L’enigma della globalizzazione finanziaria: la libera circolazione del capitali ed i suoi rischi

Massimo Aprea riporta i risultati di un recente, interessante studio empirico sugli effetti che la liberalizzazione dei movimenti di capitale ha avuto sia sul livello sia sulla distribuzione del reddito in un campione composto da numerosi paesi. Poiché i benefici in termini di reddito risultano essere inconsistenti mentre gli effetti distributivi sono marcatamente negativi, Aprea si chiede perché la liberalizzazione dei capitali sia ancora in cima all’agenda politica di molte istituzioni internazionali.

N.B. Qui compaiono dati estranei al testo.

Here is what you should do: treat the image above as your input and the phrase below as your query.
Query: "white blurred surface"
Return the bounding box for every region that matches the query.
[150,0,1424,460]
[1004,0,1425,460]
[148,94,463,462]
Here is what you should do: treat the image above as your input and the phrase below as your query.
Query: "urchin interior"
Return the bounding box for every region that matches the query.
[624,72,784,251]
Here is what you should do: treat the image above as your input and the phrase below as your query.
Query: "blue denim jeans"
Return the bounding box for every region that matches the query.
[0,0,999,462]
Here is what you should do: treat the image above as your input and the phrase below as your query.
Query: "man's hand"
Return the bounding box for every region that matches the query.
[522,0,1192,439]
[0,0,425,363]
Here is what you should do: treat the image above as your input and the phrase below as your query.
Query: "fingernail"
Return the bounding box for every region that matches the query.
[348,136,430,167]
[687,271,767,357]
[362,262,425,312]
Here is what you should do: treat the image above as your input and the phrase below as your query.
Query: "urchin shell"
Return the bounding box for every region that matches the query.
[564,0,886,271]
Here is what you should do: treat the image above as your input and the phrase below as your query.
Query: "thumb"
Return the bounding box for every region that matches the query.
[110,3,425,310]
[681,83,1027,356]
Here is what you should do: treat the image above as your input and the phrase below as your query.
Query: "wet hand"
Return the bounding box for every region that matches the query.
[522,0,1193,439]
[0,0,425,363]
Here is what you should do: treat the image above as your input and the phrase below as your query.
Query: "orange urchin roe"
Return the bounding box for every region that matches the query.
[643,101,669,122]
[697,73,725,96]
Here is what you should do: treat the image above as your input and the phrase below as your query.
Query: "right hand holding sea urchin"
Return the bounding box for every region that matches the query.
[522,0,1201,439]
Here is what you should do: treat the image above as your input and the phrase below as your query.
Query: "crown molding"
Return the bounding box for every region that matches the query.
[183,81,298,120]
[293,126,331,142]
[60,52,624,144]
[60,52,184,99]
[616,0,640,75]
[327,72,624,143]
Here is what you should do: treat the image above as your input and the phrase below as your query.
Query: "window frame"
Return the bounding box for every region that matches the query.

I flussi internazionali di capitale sono intrinsecamente instabili. La narrativa dei fautori più ortodossi del libero mercato, sostenuta dagli interessi dell’industria finanziaria di Wall Street, ha cercato in ogni modo di far passare in secondo piano questo semplicissimo dato di fatto. Ed ha avuto ragione, riuscendo mettere l’apertura finanziaria internazionale al centro dell’agenda di molte importanti istituzioni, Fondo Monetario (FMI) in testa. Questa è anche la ricostruzione del noto economista Jagdish Bhagwati (un convinto sostenitore della globalizzazione) che, ne “Il mito del capitale”, si interroga sul fondamento dell’enorme consenso verso una politica di liberalizzazione che, in cambio di benefici mai ben quantificati, espone a notevoli rischi il paese che la mette in atto. Nonostante il FMI abbia leggermente ammorbidito la sua posizione a riguardo dopo la crisi del 2008, la questione resta di estrema rilevanza e attualità. In particolare, permane la necessità di approfondire e discutere i presunti benefici dell’apertura finanziaria tenendo conto degli ormai documentati effetti collaterali in termini di maggiore propensione alle crisi. Il recente lavoro di Davide Furceri, Prakash Loungani e Jonathan D. Ostry, The aggregate and distributional effects of financial globalisation, è molto importante in tal senso e vale la pena analizzarlo in maggiore dettaglio.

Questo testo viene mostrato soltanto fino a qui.